Natalia Menéndez, los que nunca dimiten y el Festival de Almagro
Uno admira a las personas que se saben ir a tiempo. Irse a tiempo es muy difícil porque para hacerlo bien te tienes que ir cuando estás arriba del todo y nadie te plantea que has tocado techo. Ahí arriba y cuando el viento sopla a favor lo fácil es aguantar, dejarse llevar y vivir de las legítimas rentas que has sembrado. Es el arte del futbolista que no espera a los primeros silbidos porque no llega a un balón cruzado hacia la banda, o el del bróker que arregla sus órdenes de venta de sus acciones justo el día antes de que empiecen a bajar.
Natalia Menéndez llegó al Festival de Almagro hace siete años en su peor momento desde el punto de vista financiero, que no el artístico. El festival estaba en todo su apogeo, pero como en la España de las hipotecas imposibles contra sueldos de mil euros, algo no cuadraba. Todo era posible en Almagro y en España, menos hacerse la pregunta de Pla ante el Manhattan nocturno iluminado, ¿Pero quién paga este gasto? Además de la tremenda deuda acumulada, que como el valor del soldado todo el mundo suponía, Natalia Menéndez se encontró con el añadido de cuarto y mitad de lo mismo. Fue la dura realidad con la que tuvieron que lidiar miles de gestores y políticos en la España que despertaba del sueño de ricos del zapaterismo y el todo gratuito. Almagro en julio había sido en los últimos años antes de la crisis, una fiesta de una brillantez que nadie podía negar, pero insostenible con el cuaderno de cuentas en la mano. Lo fácil, cuando un año después, Natalia se encuentra con esa dura realidad y el cambio en el Gobierno regional hubiera sido quitarse del medio. Nadie entonces le aseguraba que aquellos cuatro folios de Almagro, que confiesa haber rellenado de un tirón, tras su propuesta de nombramiento, pudieran cumplirse. Faltaban esas tres condiciones elementales e imprescindibles, sacadas del manual de ganar guerras de Bonaparte y sin las cuales, por mucha buena voluntad que uno tenga, casi siempre se acaba desbaratado contra las aspas de un molino de viento o amilanado por un batán: dinero, dinero y dinero.

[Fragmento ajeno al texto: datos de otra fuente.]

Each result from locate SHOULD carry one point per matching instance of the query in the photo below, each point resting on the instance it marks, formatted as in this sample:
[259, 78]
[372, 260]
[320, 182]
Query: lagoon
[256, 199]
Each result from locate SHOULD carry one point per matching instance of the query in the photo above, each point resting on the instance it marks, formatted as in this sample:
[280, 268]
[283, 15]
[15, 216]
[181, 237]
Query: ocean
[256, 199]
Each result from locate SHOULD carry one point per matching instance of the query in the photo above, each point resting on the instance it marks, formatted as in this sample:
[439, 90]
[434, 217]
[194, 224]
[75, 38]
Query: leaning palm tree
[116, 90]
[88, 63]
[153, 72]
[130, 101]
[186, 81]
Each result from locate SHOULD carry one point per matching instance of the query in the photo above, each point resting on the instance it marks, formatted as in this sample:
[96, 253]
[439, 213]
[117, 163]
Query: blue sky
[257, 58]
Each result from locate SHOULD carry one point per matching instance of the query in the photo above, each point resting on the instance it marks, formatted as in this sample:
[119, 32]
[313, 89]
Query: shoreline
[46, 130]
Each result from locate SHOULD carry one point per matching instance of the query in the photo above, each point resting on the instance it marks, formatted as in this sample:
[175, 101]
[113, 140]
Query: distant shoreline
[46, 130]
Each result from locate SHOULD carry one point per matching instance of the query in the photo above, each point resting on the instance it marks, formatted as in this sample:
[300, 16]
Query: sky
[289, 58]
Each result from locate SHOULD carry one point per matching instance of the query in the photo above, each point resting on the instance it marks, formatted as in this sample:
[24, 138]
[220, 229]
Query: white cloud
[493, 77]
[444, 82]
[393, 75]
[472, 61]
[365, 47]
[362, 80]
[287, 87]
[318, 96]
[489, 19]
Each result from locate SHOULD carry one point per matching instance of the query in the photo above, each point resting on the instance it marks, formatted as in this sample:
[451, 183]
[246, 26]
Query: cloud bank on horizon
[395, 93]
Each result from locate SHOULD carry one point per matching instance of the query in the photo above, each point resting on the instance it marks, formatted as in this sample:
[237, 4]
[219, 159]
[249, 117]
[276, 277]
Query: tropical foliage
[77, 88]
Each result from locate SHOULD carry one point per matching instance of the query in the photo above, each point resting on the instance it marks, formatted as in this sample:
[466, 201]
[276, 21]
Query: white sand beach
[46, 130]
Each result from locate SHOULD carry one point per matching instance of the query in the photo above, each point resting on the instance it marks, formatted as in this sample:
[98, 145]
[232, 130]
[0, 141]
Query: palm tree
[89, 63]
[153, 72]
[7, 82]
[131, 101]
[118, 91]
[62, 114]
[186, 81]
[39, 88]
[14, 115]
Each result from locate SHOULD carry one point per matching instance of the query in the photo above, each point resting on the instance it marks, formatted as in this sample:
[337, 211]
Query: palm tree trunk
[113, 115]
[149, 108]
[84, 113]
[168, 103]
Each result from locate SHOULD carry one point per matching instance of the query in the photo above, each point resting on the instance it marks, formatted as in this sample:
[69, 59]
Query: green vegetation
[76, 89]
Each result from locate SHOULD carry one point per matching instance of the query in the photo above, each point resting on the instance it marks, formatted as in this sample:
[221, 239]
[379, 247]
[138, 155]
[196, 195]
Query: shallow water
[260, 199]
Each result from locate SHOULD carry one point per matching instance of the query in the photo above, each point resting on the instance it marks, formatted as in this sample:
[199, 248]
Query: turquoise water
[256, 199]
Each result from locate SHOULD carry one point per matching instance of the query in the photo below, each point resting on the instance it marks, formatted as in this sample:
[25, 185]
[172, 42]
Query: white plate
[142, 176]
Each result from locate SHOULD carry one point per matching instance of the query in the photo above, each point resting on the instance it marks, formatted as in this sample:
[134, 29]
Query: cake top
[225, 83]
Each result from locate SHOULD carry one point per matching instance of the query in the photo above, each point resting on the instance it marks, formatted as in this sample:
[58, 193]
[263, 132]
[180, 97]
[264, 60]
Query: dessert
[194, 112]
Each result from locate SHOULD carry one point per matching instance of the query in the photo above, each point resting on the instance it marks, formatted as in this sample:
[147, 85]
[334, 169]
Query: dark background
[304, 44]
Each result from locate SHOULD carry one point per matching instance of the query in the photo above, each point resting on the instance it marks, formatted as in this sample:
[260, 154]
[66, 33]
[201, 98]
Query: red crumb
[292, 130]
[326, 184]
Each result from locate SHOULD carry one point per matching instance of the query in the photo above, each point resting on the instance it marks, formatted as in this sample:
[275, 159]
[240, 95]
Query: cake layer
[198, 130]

Siete años después el Festival ha liquidado su deuda y Natalia Menéndez no se queda para cobrar los dividendos y liquidar intereses propios. Podría hacerlo. La nombró Barreda y acertó. No cuestionó su nombramiento Cospedal y acertó. La mantuvo en su puesto García-Page y volvió a acertar. Si se quedara nadie tendría nada que decir. Pero acierta al irse con un festival recuperado, con más público que nunca y una calidad que nunca se echó de menos en estos años. Optó por el sentido común y demostró cómo se puede hacer crecer un festival de teatro sin tirar el dinero. Ha dado una lección con una gestión tan rigurosa como alejada de los sectarismos que amenazan el mundillo del teatro, y la vuelve a dar con su cese a petición propia. ¡Chapeau!